This is one of the first electronic devices I built by hand and don't want it going in the trash so soon.
 
Check resistances with a digital multimeter. I'm assuming that you didn't burn anything up otherwise I'm sure you would have noted that. You probably opened a resistor or unsoldered some joint on accident.

If you actually try, you might be able to make your first fix to something you built. :)
 
Checking amperage and seeing sparks...but the fuse isn't blown. Yeah, you could've fried a resistor or something, I guess...
 
GigaForce310 said:
On that note, I've seen fuses that are open but appear to still be intact.

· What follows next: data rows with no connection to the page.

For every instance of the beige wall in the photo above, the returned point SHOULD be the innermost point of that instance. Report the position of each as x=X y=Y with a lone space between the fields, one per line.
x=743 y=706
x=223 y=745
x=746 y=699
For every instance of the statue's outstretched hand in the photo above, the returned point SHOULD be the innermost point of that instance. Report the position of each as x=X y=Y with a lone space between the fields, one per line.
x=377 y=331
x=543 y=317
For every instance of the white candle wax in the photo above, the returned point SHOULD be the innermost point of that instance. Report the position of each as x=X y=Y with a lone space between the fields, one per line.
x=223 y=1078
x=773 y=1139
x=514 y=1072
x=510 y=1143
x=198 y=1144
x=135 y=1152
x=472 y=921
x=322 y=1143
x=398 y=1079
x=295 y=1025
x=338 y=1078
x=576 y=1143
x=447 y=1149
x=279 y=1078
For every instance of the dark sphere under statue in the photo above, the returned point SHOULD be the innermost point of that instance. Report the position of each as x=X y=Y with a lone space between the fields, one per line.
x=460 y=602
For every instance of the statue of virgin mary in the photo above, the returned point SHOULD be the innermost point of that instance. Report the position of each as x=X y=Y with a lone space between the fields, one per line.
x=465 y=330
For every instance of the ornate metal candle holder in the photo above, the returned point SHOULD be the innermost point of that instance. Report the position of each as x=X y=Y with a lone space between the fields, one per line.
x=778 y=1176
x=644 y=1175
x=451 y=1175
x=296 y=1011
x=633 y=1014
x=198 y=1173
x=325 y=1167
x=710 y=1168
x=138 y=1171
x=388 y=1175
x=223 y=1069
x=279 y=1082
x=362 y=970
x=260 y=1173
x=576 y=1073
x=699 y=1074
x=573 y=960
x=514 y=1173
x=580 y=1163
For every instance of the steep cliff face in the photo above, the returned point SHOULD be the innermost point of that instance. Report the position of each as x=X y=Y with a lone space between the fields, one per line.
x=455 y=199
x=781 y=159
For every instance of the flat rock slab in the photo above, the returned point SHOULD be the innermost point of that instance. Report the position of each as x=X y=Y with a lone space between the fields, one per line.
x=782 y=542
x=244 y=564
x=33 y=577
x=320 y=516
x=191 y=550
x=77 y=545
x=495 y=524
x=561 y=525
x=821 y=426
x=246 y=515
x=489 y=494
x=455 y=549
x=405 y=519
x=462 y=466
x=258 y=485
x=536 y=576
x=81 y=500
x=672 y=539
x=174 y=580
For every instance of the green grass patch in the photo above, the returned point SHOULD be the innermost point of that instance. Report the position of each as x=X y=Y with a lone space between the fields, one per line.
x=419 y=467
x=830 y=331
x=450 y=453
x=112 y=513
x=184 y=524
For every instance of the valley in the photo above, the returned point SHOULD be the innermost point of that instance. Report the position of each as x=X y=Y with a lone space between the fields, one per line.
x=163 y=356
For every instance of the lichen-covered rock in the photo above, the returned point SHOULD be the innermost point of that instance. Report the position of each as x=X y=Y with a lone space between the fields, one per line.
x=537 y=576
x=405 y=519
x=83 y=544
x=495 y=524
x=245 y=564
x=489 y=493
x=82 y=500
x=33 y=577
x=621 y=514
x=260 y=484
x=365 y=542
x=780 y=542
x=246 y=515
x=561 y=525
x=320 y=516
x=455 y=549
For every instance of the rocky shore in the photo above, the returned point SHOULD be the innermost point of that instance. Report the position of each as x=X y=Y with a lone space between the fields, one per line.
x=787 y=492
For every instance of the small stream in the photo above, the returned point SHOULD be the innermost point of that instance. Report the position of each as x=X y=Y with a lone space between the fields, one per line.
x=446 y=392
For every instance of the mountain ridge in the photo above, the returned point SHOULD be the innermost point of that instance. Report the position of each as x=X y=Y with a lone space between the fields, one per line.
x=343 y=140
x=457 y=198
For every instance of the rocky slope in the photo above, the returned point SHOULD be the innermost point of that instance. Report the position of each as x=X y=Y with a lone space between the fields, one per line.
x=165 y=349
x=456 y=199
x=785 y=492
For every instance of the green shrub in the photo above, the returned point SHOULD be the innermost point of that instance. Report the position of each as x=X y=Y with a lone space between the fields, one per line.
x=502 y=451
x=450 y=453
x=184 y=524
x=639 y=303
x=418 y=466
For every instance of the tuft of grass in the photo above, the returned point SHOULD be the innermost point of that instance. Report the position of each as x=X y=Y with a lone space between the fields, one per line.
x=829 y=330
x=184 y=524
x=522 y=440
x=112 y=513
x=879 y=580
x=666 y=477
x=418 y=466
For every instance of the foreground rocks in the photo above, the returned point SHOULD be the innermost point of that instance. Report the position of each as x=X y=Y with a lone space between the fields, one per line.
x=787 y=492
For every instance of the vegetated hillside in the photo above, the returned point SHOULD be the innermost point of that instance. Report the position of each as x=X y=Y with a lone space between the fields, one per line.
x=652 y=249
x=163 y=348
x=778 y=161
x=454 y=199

Yup, I have seen fuses that looked good but weren't. Check the fuse with another multimeter.
 
yeah check the fuse.
You shouldent use a multimeter to mesure battery current, batteries, when shorted will load over 30A. Even a small 1.5v 1000mah rechargeable batt will put out over 20 instantaneous amps for a short period. Batteries should be messured by using their printed rating, or if none is available draw a known amperage from the battery from fully charged to dead. mesure the time and you have your current rating.
ex.
If 1 amp is drawn from a battery and it lasts 30 min. the battery is 500mah.
 
If you didn't use a resister between the battery and the device that could be why. We were doing this exact thing in our physics class and our teacher warned us that when using the particular analog multimeters we had, if you connected the leads without a resistor, or tried to measure the current of a battery without a resistor in between, the device would draw "infinite current" and fry.